The district had announced the clinics earlier this week in anticipation of the Centers for Disease Control and Prevention giving final authorization to the Pfizer vaccine for children ages 5-11, which happened on Tuesday. Alaska’s immunization program ordered and has received 33,000 doses of the pediatric Pfizer vaccine, according to the state health department.

On Wednesday, the school district posted that it had 500 pediatric vaccine doses available for its first clinic running from 2-8 p.m. at the district headquarters located at 5530 E. Northern Lights Blvd. Parents showed up with their children in tow two hours early to make sure they could get in.

Many in the long line said they had consulted with their pediatrician before deciding the shot was right for their families. That’s something doctors are encouraging, including Dr. Jeanette Legenza of The Children’s Clinic. Legenza said she is getting plenty of questions from parents.

“Number one is safety,” Legenza said. “No parent wants to do anything that might harm their child. So a lot of questions are around that. And as far as the process by which this vaccine was developed and the numbers that were studied, I’m quite comfortable that we have good data, I trust the data it is safe so that is the number one thing I’d like to relay to parents.”

Studies have not found any serious side effects for younger children who are vaccinated. And Dr.
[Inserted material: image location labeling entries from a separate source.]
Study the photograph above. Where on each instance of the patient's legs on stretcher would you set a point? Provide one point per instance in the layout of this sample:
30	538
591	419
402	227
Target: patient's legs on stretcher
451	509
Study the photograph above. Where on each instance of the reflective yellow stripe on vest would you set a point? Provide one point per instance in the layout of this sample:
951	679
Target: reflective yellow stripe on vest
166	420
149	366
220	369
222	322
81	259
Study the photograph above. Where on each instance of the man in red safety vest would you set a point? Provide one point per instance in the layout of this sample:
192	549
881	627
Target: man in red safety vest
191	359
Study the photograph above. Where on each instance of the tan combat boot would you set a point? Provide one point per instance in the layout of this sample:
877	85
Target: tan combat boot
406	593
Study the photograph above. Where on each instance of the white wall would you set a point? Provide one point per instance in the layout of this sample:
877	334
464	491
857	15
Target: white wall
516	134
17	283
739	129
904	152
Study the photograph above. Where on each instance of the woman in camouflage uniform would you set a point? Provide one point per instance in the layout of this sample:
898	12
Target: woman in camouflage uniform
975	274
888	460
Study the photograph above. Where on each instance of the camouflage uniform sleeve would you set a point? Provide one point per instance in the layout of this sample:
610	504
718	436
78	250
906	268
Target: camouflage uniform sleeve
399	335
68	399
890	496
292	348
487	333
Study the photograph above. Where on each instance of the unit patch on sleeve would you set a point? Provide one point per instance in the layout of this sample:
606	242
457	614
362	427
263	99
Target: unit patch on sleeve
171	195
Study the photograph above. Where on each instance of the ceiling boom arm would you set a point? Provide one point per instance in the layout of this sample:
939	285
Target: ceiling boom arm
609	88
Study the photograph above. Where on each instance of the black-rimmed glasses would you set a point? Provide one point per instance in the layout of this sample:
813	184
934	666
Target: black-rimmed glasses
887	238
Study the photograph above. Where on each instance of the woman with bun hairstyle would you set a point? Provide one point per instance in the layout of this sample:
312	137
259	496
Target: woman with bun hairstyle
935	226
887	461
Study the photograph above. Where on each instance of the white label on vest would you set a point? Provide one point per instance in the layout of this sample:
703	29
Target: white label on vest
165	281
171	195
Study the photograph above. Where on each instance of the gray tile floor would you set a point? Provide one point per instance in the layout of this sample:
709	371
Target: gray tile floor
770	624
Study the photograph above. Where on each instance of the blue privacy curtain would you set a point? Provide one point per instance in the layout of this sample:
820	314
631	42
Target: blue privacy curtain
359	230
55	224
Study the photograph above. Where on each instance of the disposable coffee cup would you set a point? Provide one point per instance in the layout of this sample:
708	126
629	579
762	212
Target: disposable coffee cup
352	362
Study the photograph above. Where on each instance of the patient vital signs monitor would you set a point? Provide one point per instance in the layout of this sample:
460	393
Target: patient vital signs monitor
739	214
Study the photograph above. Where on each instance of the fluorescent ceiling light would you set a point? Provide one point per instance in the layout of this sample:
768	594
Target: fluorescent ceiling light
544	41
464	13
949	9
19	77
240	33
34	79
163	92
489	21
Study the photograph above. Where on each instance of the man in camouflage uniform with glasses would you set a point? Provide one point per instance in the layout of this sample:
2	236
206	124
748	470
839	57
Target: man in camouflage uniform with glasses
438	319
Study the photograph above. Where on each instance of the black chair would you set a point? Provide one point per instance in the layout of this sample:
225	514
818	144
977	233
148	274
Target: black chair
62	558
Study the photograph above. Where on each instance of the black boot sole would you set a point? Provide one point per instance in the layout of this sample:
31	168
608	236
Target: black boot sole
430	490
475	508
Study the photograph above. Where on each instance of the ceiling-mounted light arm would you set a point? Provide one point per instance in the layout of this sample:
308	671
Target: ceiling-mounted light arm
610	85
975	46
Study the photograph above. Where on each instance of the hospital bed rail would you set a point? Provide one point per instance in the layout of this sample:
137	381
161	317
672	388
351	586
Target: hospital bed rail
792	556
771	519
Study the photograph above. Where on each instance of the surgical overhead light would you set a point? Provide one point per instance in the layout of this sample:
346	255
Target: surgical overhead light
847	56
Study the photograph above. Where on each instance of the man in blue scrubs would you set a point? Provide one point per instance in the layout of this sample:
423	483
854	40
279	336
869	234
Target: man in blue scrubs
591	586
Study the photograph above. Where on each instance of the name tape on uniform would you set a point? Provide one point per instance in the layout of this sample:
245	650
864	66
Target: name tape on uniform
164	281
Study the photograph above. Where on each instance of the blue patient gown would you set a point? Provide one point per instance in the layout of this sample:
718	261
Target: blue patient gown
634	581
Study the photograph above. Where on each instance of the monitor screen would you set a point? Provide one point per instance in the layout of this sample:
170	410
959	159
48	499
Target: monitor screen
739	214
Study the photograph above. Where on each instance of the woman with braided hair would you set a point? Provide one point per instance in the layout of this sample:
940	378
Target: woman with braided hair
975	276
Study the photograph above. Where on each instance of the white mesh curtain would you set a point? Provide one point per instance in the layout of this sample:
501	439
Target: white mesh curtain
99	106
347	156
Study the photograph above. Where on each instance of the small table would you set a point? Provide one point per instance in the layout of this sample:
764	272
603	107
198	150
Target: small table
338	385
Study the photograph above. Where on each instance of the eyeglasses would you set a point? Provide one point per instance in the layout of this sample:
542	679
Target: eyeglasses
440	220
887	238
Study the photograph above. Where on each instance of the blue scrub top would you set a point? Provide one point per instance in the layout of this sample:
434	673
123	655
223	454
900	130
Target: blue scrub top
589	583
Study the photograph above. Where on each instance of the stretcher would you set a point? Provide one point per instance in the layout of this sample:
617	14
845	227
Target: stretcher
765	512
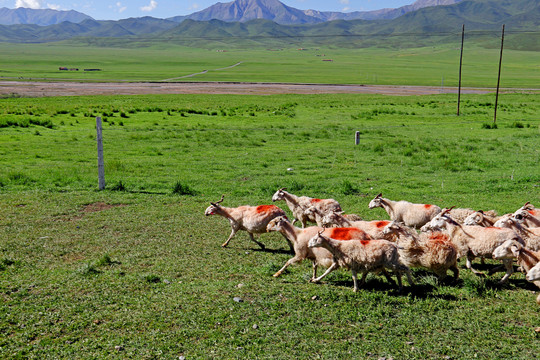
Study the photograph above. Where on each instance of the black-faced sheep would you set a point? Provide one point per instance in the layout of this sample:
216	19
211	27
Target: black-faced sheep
413	215
362	256
252	219
299	204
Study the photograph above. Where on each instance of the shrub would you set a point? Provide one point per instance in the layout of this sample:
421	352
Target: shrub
119	186
182	189
489	126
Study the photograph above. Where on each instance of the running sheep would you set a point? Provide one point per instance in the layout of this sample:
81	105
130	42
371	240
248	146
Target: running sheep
362	256
252	219
413	215
299	204
474	241
433	250
300	238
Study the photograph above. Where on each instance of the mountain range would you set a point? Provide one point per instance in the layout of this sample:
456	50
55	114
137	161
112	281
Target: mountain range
238	10
427	25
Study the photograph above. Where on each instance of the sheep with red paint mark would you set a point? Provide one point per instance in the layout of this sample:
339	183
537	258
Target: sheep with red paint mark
529	215
480	218
433	251
373	228
300	238
299	204
531	236
252	219
413	215
474	241
528	260
362	256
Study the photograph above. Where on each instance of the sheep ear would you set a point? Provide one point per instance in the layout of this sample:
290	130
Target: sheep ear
515	248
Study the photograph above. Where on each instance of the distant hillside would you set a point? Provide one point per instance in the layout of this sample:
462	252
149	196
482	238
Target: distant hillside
246	10
424	27
42	17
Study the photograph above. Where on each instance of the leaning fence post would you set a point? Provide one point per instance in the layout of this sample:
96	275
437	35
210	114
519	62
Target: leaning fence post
101	165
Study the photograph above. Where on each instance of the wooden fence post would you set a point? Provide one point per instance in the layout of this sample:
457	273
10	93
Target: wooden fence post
498	81
101	164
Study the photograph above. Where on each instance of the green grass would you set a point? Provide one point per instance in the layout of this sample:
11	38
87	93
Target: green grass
137	271
433	66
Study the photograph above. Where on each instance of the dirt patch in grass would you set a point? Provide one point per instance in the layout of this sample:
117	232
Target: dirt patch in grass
99	206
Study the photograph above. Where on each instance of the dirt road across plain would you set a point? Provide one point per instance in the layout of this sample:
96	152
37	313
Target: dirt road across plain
66	88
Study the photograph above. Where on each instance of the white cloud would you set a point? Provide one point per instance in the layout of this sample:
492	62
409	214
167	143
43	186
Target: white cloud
120	7
54	6
32	4
152	6
36	4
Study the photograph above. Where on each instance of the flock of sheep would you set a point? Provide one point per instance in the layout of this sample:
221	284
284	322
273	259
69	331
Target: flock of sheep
418	235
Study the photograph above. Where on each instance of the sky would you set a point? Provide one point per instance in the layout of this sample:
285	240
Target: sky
122	9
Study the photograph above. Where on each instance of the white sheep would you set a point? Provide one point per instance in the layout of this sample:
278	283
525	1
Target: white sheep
480	218
372	228
361	256
299	204
300	237
534	273
474	241
252	219
529	214
528	261
434	250
413	215
531	236
319	216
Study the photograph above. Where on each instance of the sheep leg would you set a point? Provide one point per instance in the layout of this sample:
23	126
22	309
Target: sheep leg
328	271
355	280
257	242
233	232
455	271
291	245
469	266
509	270
289	262
388	277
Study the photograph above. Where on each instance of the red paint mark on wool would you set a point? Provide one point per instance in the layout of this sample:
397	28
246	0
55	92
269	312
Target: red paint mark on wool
346	233
265	208
381	224
438	237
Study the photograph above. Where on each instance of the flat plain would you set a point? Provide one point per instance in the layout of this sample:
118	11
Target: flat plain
137	270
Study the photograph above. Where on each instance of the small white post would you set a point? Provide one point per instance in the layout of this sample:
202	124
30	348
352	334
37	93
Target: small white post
101	165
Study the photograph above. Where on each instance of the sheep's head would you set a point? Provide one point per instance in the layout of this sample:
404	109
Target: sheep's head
376	202
393	228
279	195
505	221
214	207
534	273
330	219
317	240
508	250
521	215
440	221
276	224
474	219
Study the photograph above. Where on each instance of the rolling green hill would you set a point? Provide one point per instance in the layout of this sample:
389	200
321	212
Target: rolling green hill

Legenza said she is recommending the vaccine for her patients. The Anchorage School District isn’t taking a position on the issue, but instead wants to make the shots easily available for families who have decided to get them.
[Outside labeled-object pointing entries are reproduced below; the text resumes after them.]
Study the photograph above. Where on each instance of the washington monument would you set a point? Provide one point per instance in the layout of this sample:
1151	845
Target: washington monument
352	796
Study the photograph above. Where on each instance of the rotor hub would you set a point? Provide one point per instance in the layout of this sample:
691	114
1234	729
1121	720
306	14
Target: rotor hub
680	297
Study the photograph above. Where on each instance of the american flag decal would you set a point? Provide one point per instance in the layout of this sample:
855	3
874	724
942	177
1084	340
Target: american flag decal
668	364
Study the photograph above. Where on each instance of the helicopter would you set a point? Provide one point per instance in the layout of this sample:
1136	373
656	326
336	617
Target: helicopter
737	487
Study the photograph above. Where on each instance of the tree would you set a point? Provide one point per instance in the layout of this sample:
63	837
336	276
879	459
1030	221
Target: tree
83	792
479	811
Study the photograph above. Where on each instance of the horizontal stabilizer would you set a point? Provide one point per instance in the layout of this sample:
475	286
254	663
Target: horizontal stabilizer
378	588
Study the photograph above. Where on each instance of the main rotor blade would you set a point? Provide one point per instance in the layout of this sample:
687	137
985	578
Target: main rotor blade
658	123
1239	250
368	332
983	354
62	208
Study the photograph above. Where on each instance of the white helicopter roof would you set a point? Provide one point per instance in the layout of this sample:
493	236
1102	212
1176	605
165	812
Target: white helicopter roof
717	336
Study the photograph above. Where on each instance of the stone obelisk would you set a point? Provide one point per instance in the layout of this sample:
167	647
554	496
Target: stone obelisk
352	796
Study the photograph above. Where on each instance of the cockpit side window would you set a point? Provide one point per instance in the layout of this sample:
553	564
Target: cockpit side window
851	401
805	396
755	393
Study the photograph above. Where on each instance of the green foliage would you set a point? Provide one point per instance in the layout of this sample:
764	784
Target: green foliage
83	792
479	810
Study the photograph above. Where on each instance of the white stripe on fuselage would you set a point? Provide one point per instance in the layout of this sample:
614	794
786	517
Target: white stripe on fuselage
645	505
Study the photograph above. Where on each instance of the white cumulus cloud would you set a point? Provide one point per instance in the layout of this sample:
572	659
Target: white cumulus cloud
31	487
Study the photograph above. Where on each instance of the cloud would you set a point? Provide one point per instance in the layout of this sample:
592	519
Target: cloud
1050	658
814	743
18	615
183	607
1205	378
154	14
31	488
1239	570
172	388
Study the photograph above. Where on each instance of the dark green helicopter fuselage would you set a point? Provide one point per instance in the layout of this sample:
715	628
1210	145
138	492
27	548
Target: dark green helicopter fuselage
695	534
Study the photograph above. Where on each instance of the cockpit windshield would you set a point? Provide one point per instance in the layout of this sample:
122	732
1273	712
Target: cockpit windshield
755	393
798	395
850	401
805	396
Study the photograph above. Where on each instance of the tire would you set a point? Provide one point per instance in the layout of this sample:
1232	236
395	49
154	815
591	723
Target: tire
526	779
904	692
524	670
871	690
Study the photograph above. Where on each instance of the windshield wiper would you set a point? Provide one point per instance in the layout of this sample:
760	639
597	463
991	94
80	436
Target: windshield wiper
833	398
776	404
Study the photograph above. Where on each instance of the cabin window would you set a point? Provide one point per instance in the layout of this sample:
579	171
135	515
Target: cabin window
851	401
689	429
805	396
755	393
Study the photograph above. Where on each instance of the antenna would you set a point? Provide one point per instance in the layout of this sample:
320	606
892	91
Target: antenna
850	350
There are 12 clinics that run through Dec. 1, as well as several drive-through vaccine clinics set up at Service High School, Bettye Davis East Anchorage High School and Chugiak High School.

Children will need two doses of the vaccine spaced three weeks apart, and another two weeks after that to be considered fully vaccinated. Legenza said parents who want their children to be protected for the upcoming holidays should consider getting their first shot now.

Editor’s note: This story has been updated with additional information.